| Updated at: 1222 PST, Wednesday, October 13, 2010|
WASHINGTON: The U.S. economic recession was especially devastating to the job prospects and incomes of African-American residents of Washington, D.C., according to a new report on the majority black city's labor market.
Overall, unemployment levels pushed to record highs in the nation's capital during the longest and deepest recession since the end of World War Two, the DC Fiscal Policy Institute said in the report released on Wednesday.
Employment levels, or the share of the population with a job are "at or close to the lowest levels in 30 years," the report said.
The jobless rate for Latino residents increased at the fastest rate during the recession, nearly doubling in a year to 8.4 percent at end 2009. But the unemployment rate for African American residents was the highest at 15.6 percent.

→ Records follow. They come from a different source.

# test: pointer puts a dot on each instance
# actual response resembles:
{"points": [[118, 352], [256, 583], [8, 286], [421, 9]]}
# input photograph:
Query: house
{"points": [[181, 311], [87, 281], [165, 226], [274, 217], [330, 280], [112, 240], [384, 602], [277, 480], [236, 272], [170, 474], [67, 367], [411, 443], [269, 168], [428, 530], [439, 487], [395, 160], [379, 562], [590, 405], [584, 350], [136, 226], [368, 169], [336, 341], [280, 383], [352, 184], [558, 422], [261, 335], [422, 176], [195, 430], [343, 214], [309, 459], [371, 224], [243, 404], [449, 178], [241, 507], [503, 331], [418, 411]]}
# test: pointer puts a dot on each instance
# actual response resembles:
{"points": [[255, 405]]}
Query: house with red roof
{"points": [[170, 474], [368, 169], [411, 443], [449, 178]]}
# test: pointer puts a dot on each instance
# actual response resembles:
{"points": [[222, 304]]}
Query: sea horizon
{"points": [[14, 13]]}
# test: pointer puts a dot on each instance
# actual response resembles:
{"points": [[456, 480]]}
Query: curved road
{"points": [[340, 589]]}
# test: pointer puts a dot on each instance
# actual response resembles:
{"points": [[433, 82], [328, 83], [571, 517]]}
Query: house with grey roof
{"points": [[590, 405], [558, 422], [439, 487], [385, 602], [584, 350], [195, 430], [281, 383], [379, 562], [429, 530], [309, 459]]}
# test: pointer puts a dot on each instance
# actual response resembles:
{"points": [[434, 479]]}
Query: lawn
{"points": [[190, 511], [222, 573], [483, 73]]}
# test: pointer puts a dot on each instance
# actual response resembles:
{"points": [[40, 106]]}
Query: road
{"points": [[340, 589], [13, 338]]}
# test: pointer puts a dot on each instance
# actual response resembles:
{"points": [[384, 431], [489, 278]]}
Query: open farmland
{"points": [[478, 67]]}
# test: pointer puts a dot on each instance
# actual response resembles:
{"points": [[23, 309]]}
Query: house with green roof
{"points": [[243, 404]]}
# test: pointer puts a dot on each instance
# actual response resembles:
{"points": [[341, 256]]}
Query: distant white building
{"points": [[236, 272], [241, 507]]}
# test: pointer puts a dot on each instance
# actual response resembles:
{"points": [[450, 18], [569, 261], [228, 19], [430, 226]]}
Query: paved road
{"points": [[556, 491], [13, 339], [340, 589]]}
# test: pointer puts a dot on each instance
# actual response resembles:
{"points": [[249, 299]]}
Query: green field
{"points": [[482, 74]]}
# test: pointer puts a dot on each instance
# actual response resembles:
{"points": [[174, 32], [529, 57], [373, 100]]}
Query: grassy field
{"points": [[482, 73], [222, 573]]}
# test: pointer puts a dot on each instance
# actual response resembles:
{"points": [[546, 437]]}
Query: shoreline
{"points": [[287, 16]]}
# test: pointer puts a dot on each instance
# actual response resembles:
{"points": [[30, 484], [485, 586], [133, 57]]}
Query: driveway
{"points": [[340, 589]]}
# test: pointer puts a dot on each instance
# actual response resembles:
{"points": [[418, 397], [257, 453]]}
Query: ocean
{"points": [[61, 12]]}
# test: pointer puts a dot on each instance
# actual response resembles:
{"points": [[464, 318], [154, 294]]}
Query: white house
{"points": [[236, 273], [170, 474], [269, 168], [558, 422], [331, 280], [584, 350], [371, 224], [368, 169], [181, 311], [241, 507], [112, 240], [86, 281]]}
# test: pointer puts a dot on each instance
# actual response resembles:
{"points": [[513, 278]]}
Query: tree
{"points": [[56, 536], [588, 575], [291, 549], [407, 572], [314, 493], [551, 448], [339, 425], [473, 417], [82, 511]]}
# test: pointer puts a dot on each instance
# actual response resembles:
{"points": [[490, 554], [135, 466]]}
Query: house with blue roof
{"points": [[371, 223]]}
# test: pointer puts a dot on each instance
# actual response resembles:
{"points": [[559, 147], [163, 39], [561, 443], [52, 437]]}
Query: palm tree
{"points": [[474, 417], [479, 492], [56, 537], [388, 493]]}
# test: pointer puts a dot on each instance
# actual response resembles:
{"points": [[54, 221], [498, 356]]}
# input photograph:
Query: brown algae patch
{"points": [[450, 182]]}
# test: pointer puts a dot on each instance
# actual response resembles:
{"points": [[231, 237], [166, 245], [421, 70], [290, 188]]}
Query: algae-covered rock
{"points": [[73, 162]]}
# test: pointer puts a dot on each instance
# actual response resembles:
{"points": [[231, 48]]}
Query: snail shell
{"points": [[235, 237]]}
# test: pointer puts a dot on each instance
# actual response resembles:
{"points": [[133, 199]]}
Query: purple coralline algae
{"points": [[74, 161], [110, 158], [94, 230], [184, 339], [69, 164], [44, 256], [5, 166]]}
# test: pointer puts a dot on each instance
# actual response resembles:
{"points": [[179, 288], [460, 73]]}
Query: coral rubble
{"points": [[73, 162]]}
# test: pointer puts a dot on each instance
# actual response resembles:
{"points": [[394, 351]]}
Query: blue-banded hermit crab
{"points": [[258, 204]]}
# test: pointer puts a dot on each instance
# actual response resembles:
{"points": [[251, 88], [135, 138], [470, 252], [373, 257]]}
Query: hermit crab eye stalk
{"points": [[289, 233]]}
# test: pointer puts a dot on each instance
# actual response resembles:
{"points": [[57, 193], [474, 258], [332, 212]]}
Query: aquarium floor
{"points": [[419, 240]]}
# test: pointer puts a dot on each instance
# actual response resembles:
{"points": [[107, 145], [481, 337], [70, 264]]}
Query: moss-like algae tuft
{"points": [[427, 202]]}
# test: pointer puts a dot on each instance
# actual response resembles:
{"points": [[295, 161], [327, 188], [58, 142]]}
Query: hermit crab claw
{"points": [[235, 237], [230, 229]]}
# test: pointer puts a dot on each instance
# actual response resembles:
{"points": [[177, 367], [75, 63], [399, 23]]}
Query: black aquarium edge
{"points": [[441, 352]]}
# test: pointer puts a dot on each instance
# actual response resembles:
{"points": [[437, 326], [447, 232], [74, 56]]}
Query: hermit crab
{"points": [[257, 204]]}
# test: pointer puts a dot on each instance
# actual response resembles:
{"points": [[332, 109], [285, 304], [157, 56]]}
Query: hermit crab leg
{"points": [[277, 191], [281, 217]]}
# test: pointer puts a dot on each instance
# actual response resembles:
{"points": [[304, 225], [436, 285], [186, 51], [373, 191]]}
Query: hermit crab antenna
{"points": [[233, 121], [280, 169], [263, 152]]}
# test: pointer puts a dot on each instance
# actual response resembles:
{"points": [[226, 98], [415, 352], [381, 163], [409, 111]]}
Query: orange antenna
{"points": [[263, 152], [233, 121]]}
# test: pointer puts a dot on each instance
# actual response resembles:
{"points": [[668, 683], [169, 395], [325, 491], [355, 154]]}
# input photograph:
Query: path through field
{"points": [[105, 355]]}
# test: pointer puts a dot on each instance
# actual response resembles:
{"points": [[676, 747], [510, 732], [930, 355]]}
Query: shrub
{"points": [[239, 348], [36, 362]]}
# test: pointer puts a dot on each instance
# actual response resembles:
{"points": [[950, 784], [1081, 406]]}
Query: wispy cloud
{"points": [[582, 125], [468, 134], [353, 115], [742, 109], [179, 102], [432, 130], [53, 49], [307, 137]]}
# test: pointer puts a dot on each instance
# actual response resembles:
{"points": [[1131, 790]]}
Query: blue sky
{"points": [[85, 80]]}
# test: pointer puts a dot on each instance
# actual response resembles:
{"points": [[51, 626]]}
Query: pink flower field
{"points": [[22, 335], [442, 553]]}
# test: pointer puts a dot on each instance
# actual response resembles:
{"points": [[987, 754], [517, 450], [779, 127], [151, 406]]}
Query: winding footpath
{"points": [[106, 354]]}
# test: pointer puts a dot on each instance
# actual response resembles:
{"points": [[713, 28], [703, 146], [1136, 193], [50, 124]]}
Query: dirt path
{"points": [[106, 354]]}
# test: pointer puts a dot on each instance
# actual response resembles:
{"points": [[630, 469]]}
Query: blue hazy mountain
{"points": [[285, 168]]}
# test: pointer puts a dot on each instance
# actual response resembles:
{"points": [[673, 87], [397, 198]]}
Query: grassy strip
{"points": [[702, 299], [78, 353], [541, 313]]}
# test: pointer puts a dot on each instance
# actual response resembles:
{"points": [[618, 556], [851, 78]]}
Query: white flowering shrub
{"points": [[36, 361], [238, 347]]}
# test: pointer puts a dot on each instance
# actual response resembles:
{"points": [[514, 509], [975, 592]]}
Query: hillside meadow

According to the U.S. Census, 54.4 percent of the city's residents are Black or African-American. The group represents 12.3 percent of the U.S. population.
The report also found that those who do not receive schooling beyond high school struggle the most in Washington.

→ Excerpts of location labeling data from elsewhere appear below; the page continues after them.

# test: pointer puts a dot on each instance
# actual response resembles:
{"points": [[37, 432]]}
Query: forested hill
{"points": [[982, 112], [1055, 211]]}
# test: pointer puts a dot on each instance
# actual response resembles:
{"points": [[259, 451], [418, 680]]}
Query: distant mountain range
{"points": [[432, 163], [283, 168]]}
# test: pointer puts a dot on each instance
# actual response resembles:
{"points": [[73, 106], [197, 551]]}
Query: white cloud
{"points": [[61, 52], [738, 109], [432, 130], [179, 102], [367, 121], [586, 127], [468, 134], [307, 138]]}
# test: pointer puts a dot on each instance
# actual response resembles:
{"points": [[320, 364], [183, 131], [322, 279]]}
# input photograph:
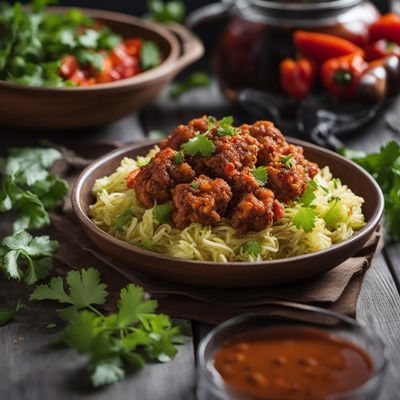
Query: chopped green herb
{"points": [[288, 161], [179, 157], [200, 144], [308, 195], [23, 256], [252, 248], [305, 219], [7, 314], [122, 219], [384, 166], [150, 56], [161, 212], [193, 81], [261, 175]]}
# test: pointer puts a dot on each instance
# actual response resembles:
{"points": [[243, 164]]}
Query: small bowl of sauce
{"points": [[264, 358]]}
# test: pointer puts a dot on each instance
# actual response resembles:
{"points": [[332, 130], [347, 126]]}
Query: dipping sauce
{"points": [[292, 363]]}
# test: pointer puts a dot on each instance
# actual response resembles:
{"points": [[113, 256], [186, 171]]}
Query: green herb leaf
{"points": [[193, 81], [308, 195], [150, 56], [200, 144], [6, 315], [23, 256], [261, 175], [161, 212], [305, 219], [288, 161], [252, 248]]}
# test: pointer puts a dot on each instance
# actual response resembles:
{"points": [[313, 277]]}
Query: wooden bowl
{"points": [[232, 274], [81, 107]]}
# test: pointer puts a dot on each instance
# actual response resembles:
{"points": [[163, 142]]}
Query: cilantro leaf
{"points": [[122, 219], [150, 56], [305, 219], [308, 195], [23, 256], [261, 175], [161, 212], [200, 144], [85, 290], [384, 166], [288, 161], [195, 80], [252, 248], [7, 314]]}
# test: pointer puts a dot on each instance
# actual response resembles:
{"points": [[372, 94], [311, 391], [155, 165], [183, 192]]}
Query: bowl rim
{"points": [[204, 367], [166, 67], [84, 219]]}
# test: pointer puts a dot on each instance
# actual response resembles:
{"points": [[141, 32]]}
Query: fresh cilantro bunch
{"points": [[384, 166], [27, 186], [34, 42], [27, 258], [128, 337]]}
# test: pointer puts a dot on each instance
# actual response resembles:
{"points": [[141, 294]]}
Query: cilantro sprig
{"points": [[27, 258], [28, 187], [127, 338], [384, 166]]}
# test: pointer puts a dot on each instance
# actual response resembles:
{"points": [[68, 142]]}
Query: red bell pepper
{"points": [[297, 77], [387, 27], [380, 49], [320, 47], [340, 75]]}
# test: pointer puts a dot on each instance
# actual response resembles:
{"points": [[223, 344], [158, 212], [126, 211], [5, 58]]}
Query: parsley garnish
{"points": [[305, 219], [384, 166], [288, 161], [161, 212], [23, 256], [252, 248], [128, 337], [7, 314], [308, 195], [29, 188], [150, 55], [179, 157], [200, 144], [193, 81], [122, 219], [261, 175]]}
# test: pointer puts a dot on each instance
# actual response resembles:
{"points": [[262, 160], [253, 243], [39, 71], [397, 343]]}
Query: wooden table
{"points": [[31, 370]]}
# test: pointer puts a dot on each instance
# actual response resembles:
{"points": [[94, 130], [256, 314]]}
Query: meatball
{"points": [[287, 180], [204, 201], [270, 138], [154, 181], [183, 133], [232, 154], [255, 211]]}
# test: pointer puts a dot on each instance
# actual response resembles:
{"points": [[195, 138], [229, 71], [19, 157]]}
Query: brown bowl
{"points": [[81, 107], [232, 274]]}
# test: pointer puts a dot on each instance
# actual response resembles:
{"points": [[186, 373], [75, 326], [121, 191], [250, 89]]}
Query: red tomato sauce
{"points": [[292, 363]]}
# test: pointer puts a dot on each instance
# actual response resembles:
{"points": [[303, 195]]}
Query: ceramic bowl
{"points": [[232, 274], [81, 107]]}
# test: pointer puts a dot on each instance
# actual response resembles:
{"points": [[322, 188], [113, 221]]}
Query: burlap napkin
{"points": [[337, 290]]}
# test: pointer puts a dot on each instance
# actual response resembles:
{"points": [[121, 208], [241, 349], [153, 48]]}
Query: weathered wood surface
{"points": [[32, 370]]}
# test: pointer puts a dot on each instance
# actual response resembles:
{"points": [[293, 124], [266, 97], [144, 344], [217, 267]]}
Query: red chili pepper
{"points": [[387, 27], [340, 75], [297, 77], [320, 47], [380, 49]]}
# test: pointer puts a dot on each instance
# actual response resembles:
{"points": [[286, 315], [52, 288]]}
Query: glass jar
{"points": [[210, 385], [259, 34]]}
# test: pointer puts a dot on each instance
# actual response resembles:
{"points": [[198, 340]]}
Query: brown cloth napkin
{"points": [[337, 290]]}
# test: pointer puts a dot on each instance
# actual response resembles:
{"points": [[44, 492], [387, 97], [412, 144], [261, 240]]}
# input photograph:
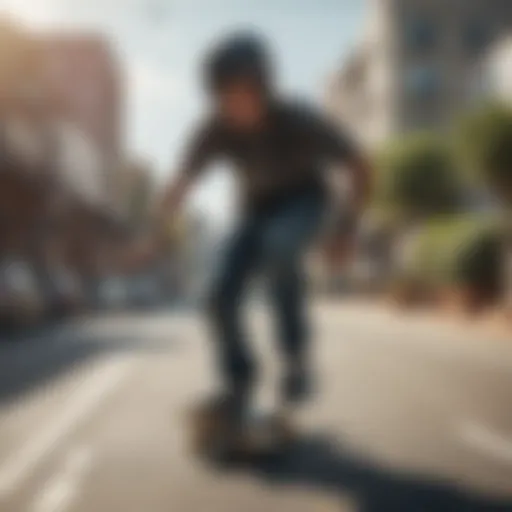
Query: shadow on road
{"points": [[320, 464], [29, 364]]}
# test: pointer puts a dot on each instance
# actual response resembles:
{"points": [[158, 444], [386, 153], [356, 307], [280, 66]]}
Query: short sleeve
{"points": [[201, 148]]}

The unemployment rate among residents with a high school education was 19 percent in 2009, "far higher than at any point in the last 30 years and almost as high as unemployment among residents without a high-school diploma -- 20.3 percent," according to the report.
The median wage for residents with a high school diploma was about $14 per hour, while the median wage for college-educated residents was $30 per hour in 2009, the institute, a local think tank, said.
Still, the report warned that the chasm between those with less than a four-year college education and those with more has existed for quite some time.
"For years, the DC labor market has been further and further out of reach for all but the most-educated residents," said Ed Lazere, executive director of the DC Fiscal Policy Institute, in a statement.
Recently, the U.S. Census found that Washington had the greatest income disparity in the country. The institute showed the immensity of that gap. The wages for the top fifth of workers in 2009 was $38.95 per hour, or more than three times the wage for the bottom fifth, who earn $12.36 per hour.